Presidente do TRE-BA participa de abertura do I Curso para Formação Inicial de Magistrados

Em evento promovido pela Escola Judiciária Eleitoral da Bahia, desembargador Roberto Frank afirmou a importância do compromisso dos novos juízes, considerando o desafio do pleito de 2022

Curso EJE-BA; formação inicial para magistrados

O presidente do Tribunal Regional Eleitoral da Bahia (TRE-BA), desembargador Roberto Frank, participou, nesta terça-feira (14/9), da abertura do I Curso para Formação Inicial de Magistrados, promovido pela Escola Judiciária Eleitoral da Bahia (EJE-BA). Voltada para os novos juízes do Poder Judiciário baiano, a formação foi iniciada com um módulo sobre Direito Eleitoral. 

Na abertura, o desembargador Roberto Frank trouxe uma perspectiva histórica para a Justiça Eleitoral. O magistrado enfatizou que esse ramo do Poder Judiciário lida com temáticas extremamente sensíveis ao Estado Democrático de Direito e atua, há quase 90 anos, para consolidar a legitimidade democrática por meio de eleições e consultas populares.

O momento atual vivido pelo Brasil, observou o presidente do TRE-BA, talvez seja o mais delicado desde a redemocratização, dado o cenário de grande polarização política.
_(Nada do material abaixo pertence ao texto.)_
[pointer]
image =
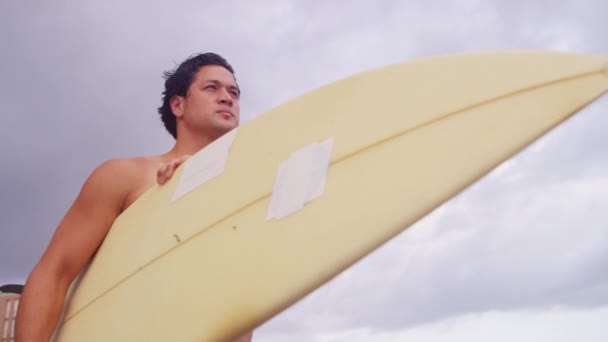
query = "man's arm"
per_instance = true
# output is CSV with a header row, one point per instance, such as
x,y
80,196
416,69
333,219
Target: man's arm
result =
x,y
76,239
Foi neste contexto que ele orientou a turma: “Insta que a magistratura eleitoral atue com serenidade, equilíbrio e discernimento diante das críticas mais exacerbadas que lhe sejam feitas ou na solução das lides que lhe sejam apresentadas”.  

O papel de cada magistrado também foi abordado pelo presidente do TRE-BA, considerando o desafio das Eleições de 2022.  “A atuação no primeiro grau de jurisdição não se restringe a dirimir lides em ações judiciais. Cumpre ao juiz eleitoral também presidir o pleito, exercendo poder de polícia e organizando as eleições, desde os atos preparatórios até a diplomação dos eleitos. Essa atribuição de ordem administrativa é um traço muito peculiar do exercício da judicatura eleitoral e de extrema responsabilidade”.

Eleições 2022

Ainda durante a abertura do curso, o desembargador eleitoral José Batista Júnior, vice-diretor da EJE-BA, representou o diretor da Escola Judiciária Eleitoral, desembargador Ávio Mozar, lembrando que uma das principais missões da instituição é formar e atualizar magistrados eleitorais. 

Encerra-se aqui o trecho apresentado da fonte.